The CEO’s blog post has drawn more than 600 comments, mostly lamenting the loss of the service and asking when it will be back.

Skout’s homepage includes safety tips for users who want to meet offline and the teen service only pinpoints users to within a half-mile of their actual location.


CNN, which is struggling in the cable news ratings war, has pulled the plug on the daily “John King, USA” and moving the titular correspondent to its 2012 presidential campaign coverage.

Wolf Blitzer’s “The Situation Room” will be extended an hour to cover the vacant 6 p.m. EST time slot.

King will contribute to that program as well as Anderson Cooper’s “AC360” and other programming.

King has been chief national correspondent for the news network since 2005. June 28 will be King’s last show.

CNN’s ratings have dropped more than 50 percent over 2011 and King was sitting behind Fox and MSNBC in his time slot.


Joy Behar, co-host of “The View,” will host a one-hour primetime program on Al Gore’s Current TV beginning in September. It will feature social issues, politics and cultural topics and a rotating ensemble of journalists, analysts and satirists.

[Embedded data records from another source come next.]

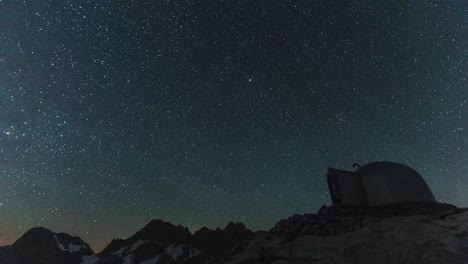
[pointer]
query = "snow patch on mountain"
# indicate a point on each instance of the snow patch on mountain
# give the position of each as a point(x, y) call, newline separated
point(70, 248)
point(151, 261)
point(128, 259)
point(92, 259)
point(137, 244)
point(175, 251)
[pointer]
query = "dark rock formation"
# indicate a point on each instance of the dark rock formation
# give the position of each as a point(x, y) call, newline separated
point(40, 245)
point(163, 242)
point(399, 233)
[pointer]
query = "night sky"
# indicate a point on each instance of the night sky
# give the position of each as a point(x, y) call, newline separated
point(113, 113)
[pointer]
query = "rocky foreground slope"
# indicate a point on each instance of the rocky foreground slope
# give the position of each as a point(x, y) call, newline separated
point(405, 233)
point(400, 233)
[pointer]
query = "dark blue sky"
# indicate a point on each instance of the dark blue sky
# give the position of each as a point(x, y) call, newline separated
point(203, 112)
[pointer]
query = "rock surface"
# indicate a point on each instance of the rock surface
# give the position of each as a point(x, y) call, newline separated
point(401, 233)
point(161, 242)
point(420, 233)
point(40, 245)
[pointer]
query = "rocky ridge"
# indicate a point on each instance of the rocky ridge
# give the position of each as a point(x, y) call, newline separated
point(399, 233)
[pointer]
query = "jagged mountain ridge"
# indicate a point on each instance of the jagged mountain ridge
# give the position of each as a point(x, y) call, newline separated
point(162, 242)
point(40, 245)
point(157, 242)
point(399, 233)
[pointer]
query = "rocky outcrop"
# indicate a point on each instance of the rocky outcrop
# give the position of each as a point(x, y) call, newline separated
point(162, 242)
point(40, 245)
point(421, 233)
point(400, 233)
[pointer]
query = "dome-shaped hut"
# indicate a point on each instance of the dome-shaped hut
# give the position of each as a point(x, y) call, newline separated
point(378, 183)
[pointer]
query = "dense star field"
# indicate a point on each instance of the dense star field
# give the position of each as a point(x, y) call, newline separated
point(113, 113)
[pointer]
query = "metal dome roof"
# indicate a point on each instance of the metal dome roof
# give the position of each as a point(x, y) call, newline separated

Behar is a “beloved veteran TV personality with her finger on the pulse of what viewers care about,” said Gore in a statement.

She will guest anchor Eliot Spitzer’s “Viewpoint” program for a week beginning June 18 while the former New York Governor takes a vacation. That program will be renamed “Joy Behar: One Week Only *Until the Fall.”

Behar has been with the View since 1997. She hosted the “The Joy Behar Show” on HLN until Dec. 15 of last year. She began her career in the early 1980s as a stand-up comedian.


Freedom Communications, parent company of the Orange County Register, has been acquired by 2100 Trust LLC, a Massachusetts-based equity company that has had its eye on the Boston Globe.

The deal also includes California papers Barstow Desert Dispatch, Marysville Appeal-Democrat, Victorville Daily Press, Porterville Recorder plus The Sun in Yuma, Ariz. and The Gazetter of Colorado Springs.

“While providing the value that our shareholders have sought, this transaction also ensures Freedom’s communities that our newspapers serve will continue to receive the outstanding service that has been our hallmark,” said Freedom CEO Mitch Stern said in a statement. “Our employees will be able to continue the community journalism at which they so excel.”

The deal marks a two-year sell-off process by Freedom, which emerged from bankruptcy in 2010. Last November, Freedom unloaded its eight-member TV group to Sinclair Broadcast Group for $385M.

Raymond Cyrus “R.C.” Hoiles bought what is now the Orange County Register in 1935 as the foundation for Freedom. Kushner, who was head of Marian Heath Greeting Cards, launched the 2100 Trust in 2009.

Kelly Mullens, who handled PR for Ryan Seacrest Productions while serving as executive VP at 42West, will join the company as its first PR executive on July 9. She will be in charge of communications, business development, marketing, community relations, sponsorship and philanthropy. Mullens will report to Seacrest and work closely with CEO Adam Sher.